So this issue of what happens when the boomers retire has received a lot of attention in the US (not enough action, but a lot of analysis and attention).  And there is general agreement that we have a problem, particularly with pensions and healthcare costs as the boomers retire.

I have not looked at this as an issue outside the US, though I have read that other countries, particularly Japan, has even bigger issues with this demographic bulge (note Japan in the demographic chart).  But I was particularly surprised to see that France, according to that chart, has a larger demographic issue than the US.  And we had recently discussed the higher retirement rates of the French economy, which led me to look at this issue.

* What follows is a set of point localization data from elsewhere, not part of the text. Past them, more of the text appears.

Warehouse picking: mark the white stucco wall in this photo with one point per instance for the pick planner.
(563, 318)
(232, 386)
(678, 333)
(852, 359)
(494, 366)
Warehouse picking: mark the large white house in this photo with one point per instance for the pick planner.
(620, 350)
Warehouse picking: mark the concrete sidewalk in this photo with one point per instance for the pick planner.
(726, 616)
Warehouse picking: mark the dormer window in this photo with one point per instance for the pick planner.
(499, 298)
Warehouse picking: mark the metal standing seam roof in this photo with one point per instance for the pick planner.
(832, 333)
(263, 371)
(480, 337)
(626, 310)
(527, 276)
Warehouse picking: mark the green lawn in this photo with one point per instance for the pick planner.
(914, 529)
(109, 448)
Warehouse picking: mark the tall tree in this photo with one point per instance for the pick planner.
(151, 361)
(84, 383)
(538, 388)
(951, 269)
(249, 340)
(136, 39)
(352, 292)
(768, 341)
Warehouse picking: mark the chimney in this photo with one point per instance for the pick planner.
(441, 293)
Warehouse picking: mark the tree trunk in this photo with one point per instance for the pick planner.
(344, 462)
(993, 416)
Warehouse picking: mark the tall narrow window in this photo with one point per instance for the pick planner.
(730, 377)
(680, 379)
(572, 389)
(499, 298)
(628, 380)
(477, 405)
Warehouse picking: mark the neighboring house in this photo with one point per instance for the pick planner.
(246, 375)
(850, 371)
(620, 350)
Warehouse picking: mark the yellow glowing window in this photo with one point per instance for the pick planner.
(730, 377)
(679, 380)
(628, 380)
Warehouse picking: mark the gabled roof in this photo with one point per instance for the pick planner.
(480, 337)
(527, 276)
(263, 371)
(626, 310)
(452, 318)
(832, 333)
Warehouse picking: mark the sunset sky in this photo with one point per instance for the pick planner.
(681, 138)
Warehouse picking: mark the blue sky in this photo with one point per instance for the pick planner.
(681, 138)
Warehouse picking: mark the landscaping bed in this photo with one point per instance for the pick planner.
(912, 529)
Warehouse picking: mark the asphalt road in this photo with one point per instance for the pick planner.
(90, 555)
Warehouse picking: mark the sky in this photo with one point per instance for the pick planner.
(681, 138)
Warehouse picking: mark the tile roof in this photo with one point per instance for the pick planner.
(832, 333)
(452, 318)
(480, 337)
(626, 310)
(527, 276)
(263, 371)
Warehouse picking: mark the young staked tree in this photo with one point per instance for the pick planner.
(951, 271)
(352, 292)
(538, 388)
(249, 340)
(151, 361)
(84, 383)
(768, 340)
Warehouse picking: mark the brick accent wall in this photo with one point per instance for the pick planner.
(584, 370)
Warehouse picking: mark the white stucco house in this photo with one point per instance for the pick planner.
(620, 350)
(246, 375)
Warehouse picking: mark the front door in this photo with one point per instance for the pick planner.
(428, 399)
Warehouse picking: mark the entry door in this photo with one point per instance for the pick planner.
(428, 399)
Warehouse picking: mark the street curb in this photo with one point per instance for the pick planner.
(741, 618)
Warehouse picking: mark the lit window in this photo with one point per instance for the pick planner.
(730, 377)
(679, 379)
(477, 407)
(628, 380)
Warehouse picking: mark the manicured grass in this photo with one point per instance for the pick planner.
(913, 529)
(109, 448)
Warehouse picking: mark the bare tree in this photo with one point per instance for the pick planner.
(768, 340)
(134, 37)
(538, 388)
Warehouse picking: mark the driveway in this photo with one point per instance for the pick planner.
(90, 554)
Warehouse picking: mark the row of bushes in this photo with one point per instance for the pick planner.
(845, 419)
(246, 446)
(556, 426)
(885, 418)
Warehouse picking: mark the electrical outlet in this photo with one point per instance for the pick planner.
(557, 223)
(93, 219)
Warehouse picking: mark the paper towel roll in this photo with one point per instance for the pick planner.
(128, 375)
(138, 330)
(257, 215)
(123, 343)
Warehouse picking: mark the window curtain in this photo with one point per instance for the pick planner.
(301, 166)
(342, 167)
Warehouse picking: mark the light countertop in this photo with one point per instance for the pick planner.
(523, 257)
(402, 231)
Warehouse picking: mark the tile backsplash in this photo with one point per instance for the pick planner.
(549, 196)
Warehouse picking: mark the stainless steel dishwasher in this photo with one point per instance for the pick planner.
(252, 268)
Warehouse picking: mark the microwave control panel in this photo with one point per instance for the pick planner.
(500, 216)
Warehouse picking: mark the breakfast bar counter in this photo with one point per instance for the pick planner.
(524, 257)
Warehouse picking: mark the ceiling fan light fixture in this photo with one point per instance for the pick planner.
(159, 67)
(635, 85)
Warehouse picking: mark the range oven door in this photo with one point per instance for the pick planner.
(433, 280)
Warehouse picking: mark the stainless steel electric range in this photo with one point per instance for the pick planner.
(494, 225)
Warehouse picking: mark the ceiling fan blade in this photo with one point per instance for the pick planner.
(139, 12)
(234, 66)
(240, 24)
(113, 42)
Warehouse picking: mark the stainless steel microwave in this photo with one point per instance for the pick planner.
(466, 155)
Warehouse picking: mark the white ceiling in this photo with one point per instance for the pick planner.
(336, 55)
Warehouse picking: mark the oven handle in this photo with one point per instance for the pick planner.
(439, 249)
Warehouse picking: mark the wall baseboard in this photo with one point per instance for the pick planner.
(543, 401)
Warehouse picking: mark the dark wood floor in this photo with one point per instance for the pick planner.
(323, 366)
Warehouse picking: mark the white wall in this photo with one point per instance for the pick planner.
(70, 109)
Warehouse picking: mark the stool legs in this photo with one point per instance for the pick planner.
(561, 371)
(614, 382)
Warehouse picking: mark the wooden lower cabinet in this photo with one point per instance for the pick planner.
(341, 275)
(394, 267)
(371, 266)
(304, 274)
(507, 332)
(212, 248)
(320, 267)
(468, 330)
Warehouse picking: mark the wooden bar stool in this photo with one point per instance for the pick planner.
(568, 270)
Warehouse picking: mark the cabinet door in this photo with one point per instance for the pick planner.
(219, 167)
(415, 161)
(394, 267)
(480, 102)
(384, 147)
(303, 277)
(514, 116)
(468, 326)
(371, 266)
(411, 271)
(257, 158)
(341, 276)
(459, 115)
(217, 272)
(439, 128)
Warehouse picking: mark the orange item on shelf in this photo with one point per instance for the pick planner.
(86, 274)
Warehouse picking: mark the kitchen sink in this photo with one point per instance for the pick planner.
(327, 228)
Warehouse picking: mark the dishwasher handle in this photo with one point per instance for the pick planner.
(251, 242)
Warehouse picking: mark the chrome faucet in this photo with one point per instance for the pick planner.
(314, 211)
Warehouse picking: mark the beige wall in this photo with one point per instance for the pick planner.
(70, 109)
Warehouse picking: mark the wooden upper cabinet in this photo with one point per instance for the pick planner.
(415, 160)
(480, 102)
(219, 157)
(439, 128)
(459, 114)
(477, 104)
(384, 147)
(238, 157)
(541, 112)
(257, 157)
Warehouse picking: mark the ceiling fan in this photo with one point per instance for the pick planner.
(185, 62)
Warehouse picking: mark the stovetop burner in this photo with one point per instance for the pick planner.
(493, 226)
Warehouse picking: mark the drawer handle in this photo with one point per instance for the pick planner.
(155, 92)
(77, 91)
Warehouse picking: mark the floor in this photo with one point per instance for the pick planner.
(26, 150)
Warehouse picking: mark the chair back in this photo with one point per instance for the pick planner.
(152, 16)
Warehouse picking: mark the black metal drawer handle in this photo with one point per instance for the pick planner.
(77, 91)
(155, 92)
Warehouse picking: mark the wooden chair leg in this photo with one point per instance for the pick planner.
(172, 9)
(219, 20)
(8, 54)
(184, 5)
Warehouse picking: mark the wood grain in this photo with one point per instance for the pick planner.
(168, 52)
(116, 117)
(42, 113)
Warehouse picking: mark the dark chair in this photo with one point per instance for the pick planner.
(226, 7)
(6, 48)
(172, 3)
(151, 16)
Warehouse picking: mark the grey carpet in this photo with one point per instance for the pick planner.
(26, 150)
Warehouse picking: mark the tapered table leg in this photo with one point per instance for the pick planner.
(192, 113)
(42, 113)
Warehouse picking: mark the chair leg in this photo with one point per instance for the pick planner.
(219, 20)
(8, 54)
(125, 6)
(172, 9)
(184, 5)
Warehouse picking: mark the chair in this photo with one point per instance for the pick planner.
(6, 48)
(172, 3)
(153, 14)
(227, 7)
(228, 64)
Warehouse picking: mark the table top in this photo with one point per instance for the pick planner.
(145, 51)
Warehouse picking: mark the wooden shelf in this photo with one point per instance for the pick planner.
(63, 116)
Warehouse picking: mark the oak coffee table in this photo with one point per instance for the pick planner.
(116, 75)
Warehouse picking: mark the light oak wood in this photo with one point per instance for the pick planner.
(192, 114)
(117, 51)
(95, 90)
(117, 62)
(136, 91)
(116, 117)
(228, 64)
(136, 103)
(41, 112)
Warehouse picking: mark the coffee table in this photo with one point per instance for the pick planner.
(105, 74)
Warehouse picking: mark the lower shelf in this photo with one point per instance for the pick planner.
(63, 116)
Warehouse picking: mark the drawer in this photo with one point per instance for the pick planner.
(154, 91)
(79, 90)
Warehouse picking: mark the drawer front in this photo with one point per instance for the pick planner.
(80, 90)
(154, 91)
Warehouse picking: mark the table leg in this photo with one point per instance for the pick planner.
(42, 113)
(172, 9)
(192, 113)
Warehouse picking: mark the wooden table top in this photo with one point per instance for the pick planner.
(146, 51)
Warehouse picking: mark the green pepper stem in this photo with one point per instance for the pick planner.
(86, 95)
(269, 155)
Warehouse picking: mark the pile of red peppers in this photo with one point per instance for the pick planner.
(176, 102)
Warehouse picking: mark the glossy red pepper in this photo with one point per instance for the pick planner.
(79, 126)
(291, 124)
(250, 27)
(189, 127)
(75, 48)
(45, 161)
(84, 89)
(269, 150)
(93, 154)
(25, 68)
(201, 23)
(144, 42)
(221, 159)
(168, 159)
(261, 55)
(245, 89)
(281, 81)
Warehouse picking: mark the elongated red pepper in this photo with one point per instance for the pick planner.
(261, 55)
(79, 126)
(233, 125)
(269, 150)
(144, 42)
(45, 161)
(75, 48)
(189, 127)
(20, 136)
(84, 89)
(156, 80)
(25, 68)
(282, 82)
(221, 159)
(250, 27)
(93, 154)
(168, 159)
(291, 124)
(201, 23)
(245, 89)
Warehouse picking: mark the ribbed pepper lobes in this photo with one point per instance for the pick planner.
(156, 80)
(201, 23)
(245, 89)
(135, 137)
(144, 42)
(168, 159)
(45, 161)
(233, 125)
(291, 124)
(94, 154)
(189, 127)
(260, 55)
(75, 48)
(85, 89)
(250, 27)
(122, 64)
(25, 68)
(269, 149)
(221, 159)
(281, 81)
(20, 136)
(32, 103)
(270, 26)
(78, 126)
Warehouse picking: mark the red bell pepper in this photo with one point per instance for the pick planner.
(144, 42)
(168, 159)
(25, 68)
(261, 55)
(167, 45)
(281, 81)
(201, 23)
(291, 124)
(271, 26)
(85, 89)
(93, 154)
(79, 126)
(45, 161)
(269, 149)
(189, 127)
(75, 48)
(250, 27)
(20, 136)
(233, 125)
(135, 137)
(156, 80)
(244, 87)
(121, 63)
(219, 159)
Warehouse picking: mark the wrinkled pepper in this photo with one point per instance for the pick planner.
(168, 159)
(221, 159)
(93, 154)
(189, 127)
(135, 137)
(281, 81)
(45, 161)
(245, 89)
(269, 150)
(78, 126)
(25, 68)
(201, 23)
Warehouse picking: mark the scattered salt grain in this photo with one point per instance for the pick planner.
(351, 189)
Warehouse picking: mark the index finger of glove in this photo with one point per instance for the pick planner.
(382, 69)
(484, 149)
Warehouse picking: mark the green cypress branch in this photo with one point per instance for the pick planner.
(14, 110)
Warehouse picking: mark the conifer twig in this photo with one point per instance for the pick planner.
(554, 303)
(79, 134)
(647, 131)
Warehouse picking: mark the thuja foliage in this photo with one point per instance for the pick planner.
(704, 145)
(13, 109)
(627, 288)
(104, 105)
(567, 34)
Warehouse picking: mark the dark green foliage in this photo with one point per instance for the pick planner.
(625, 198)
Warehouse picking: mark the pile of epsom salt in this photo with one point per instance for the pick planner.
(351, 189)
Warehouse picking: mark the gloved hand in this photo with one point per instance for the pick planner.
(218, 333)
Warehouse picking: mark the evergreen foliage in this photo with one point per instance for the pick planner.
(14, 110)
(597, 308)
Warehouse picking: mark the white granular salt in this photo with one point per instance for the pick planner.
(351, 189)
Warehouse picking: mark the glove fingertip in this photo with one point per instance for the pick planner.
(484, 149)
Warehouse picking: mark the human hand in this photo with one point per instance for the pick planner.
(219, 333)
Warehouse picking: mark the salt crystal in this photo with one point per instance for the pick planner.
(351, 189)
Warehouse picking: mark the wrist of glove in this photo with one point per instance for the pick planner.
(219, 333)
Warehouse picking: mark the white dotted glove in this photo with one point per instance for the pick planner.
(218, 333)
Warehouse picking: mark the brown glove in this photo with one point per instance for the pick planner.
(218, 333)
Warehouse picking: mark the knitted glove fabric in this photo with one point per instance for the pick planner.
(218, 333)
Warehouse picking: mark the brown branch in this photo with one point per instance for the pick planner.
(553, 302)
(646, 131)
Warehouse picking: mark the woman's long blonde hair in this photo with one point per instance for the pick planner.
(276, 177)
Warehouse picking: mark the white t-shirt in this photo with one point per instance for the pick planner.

So, voila, we in the US are heading to a problem.  You in France seem to have a larger demographic issue, complicated by an earlier retirement pattern.  But Jerome, you say

but again, is it really a problem?
and evidently France has not seen these demographic issues I have described for the baby boomers in the US.  So maybe you are right,,,,and there is no problem.  I just can't see why it's not a problem, when a use the same analytical prism to look at France, that I do when I look at the US--a prism by the way that has no nefarious motivation to make France look bad, just a fact based analytical technique,,,,,,one that has worked on the boomer impact for decades in the US,,,,,but maybe I'm missing something, and I'll find it based on your comments and others in this dialogue.